The last time Democrats led a major push to have the federal government establish universal health care coverage, Ed Gillespie, then an aide to Dick Armey, defined a simple strategy that Republicans could use to defeat the Clinton administration’s initiative.
“We don’t have to tell the American people what’s wrong with this plan, we just have to show them what the plan is,” Gillespie told his fellow Republicans, Armey recently recalled.
On January 26, 1994, the strategy manifested itself when Senate Minority Leader Bob Dole, in his response to President Clinton’s health care–focused State of the Union address, unveiled a chart containing 207 boxes that graphically illustrated the complexity of the proposal drafted under the stewardship of First Lady Hillary Clinton.
“Let me point out some of the new bureaucracies that the president’s plan will create,” Dole explained. “Way up here is the National Health Board. Over here is the Advisory Commission on Regional Variations of Health Expenditures. And here’s the National Institute for Health Care Workforce Development. Now, you and I are way down here, way at the bottom.… [T]he president’s idea is to put a mountain of bureaucrats between you and your doctor.”
Armey, who was chairman of the Republican Conference in the House at the time, says that while it wasn’t easy to defeat the legislation, Democrats shot themselves in the foot by overreaching, and in the end, “Hillary Clinton lamented that they could never get past that chart.”

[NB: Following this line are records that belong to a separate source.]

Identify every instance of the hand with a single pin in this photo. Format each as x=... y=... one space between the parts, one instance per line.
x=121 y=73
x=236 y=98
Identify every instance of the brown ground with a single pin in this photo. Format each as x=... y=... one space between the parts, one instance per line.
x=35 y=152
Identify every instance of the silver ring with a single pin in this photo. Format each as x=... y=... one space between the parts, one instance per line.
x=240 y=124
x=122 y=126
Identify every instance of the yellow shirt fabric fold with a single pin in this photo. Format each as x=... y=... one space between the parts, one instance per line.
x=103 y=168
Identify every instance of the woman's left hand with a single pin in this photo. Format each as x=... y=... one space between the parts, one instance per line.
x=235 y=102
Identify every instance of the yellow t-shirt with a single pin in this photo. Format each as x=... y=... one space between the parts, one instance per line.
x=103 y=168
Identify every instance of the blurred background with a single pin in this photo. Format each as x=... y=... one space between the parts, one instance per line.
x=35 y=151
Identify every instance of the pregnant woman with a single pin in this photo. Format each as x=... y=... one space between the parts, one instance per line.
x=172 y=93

But a lot has changed in the intervening 15 years. Americans are as fed up as ever with the state of the nation’s health care system and its skyrocketing costs. Businesses, doctors, and insurers—groups that helped defeat previous attempts at universal health care legislation—have now become active proponents of reform. Democrats have racked up large majorities in both chambers of Congress and have retaken the White House during an economic crisis that has been likened to the Great Depression.
“Democrats are much smarter about how they are going to do it than they were back then,” Armey observed. “I think it represents a very, very formidable task to try to stop it this time around.”
Sen. Jim DeMint (R-SC) also conceded that it would be an uphill battle. “Because of down economic times and the promise of free health care, I think we’re in real danger of losing this,” DeMint said.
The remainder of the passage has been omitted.